9 N.T. Lyon Company, Toronto
Career and St. John the Evangelist
C. Cody Barteet
The company was started by Nathaniel Theodore Lyon who was an Irish immigrant to Canada. Like many stained glass artists in Ontario at the turn of the century, Lyon apprenticed in McCausland studios during the 1860s to 70s before establishing his own company in the 1880s. Aside from his time in McCausland studios, Lyon was trained in London, England in the studio of Edward Frampton. The N.T. Lyon Company produced thousands of windows before it was absorbed back into the McCausland Company Ltd. during the Great Depression.
On the whole Lyon’s style corresponds with that of McCausland Ltd. Both studios adopted medieval framing devices: canopies, pointed arches, medallions, plinths, and the like. Often the works included an array of flora and fauna indicative of the International Gothic styles, which flourished in Northern Europe and England, while the monumental figures are more robust and allude to the classical tradition as interpreted through Renaissance aesthetics.
Bibliography
Brown, Shirley Ann. The Stained Glass of St. James’ Anglican Cathedral, Toronto. Toronto: Anglican Archdiocese of Toronto, 2001.
Spicer, Elizabeth. Trumpeting Our Stained Glass: The Church of St. John the Evangelist, London, Ontario. London: St. John the Evangelist, 2008.
Watt, Robert D. “Heraldic Stained Glass in Vancouver.” Canadian Collector 11.3 (May/June 1976): 91-95.
John and Peter at the Sepulchre
N.T. Lyon Company, Toronto, 1905
“To the Glory of God and in Loving Memory of Alfred Beverly Cox, Died May 11, 1904. Erected by the Members of the Bible Class and Club.”
Donated by St. John’s Bible Class and Club.
Alfred Cox taught at the St. John’s Bible Class that eventually evolved into the St. John’s Athletic Club. For the church, he served as its Vestry Clerk for ten years and sometimes worked as the organist. Cox was eventually elected as a member of the Ontario Hockey Association and was President of the YMCA.
“John and Peter at the Sepulchre” is part of a diptych along the south wall. The other image, “The Calling of James and John,” relates to the calling of the saints to follow Christ and to the events after Chris’s resurrection. Here we have chosen to focus on the image of “John and Peter at the Sepulchre.” The work of the story is recorded in the Gospel of John (20:3-10) and recounts the moment that John recognizes that Christ has risen. According to the scripture, Mary Magdalene went to visit Christ’s tomb. Upon arriving at the tomb Magdalene finds it empty and rushes to tell John and Peter that Christ’s body had been moved. John rushes to the tomb and arrives before Peter. John hesitantly peers into the tomb just before he enters after Peter. Upon entering the tomb, John immediately realizes that Christ has Risen. The artists here have depicted the moment of John’s arrival as he raises his hand to look into the dark tomb just before he learns of Christ’s Resurrection.
Christ Blessing the Children; The Good Samaritan
N.T. Lyon Company
“To the Memory of George Pennington Jones, M.D. Who Died April 8, 1892.”
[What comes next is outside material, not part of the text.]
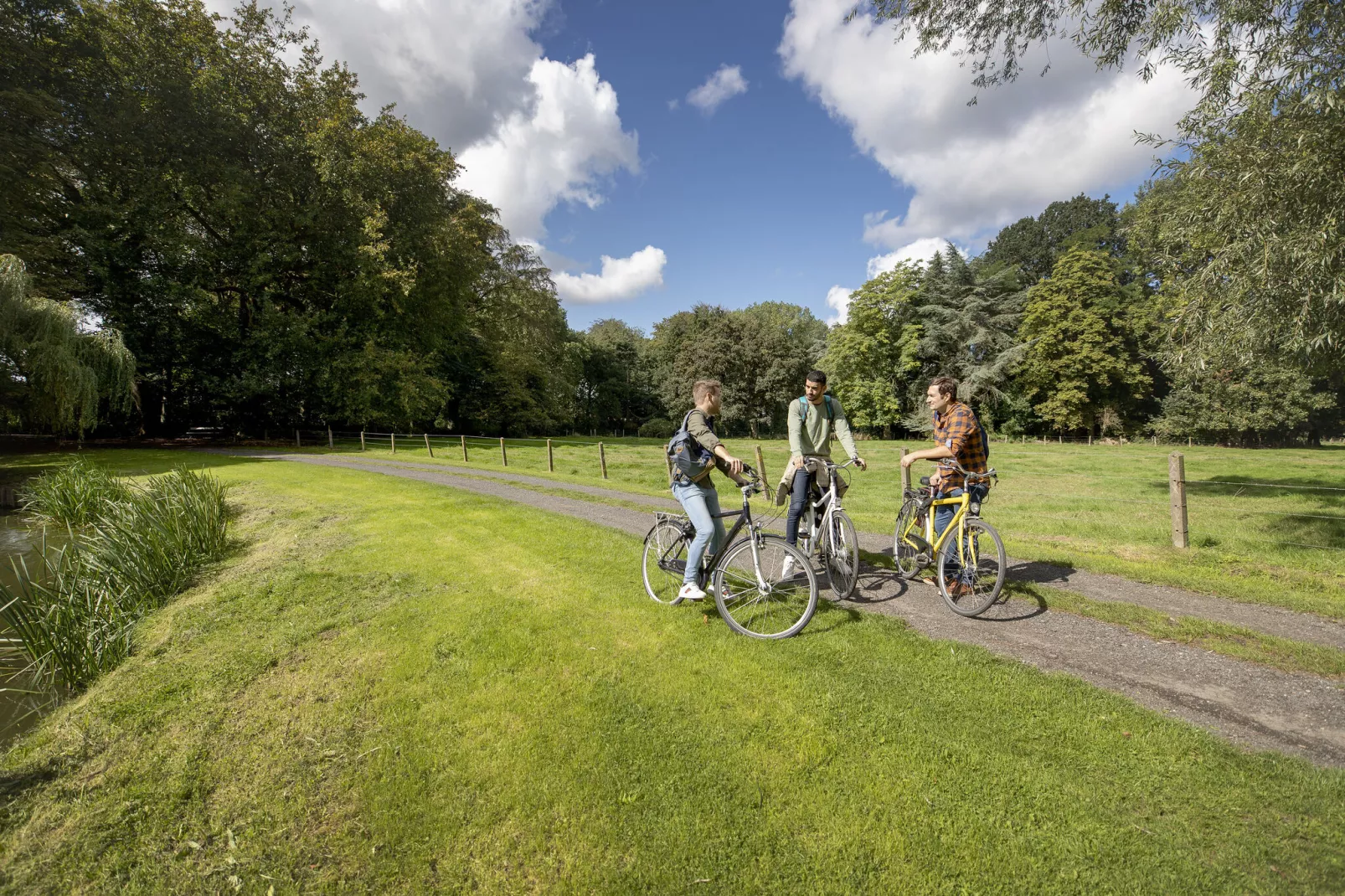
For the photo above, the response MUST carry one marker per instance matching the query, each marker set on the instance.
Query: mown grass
(401, 687)
(1098, 507)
Erected by his Friends & Fellow Worshippers
Another of St. John’s diptych windows portrays scenes of the Good Samaritan (Luke 10:30-37) and the blessing of the children by Christ, which offers another variation of the depicted by Robert McCausland. The window of the Good Samaritan is among the more literal representations of religious themes. In the passages, a Jewish priest and a Levite pass a wounded man along the road. Following them was a Samaritan, who upon discovering the man, tends to the individual’s wounds and carries him to an inn; at the end, the Samaritan pays the innkeeper a wage to cover the wounder persons medical expenses. In the Lyon window, we see the Samaritan tending to the wounded man, while in the distance we see the priest and Levite in the distance, having already passed the wounded.
As Elizabeth Spicer notes, themes associated with acts of kindness and caring and compassion for our fellow man were the appropriate subject matter for a series of windows dedicated in honour of Dr. George P. Jones.[1] Dr. Jones was trained at McGill University, Trinity College, and Harvard University before he set up practice in London. Before his untimely death by a heart attack, Dr. Jones worked with the adult and boys’ choir at St. John’s.
[1] Elizbeth Spicer, Trumpeting Our Stained Glass Windows (London: St. John the Evangelist, 2008), #21.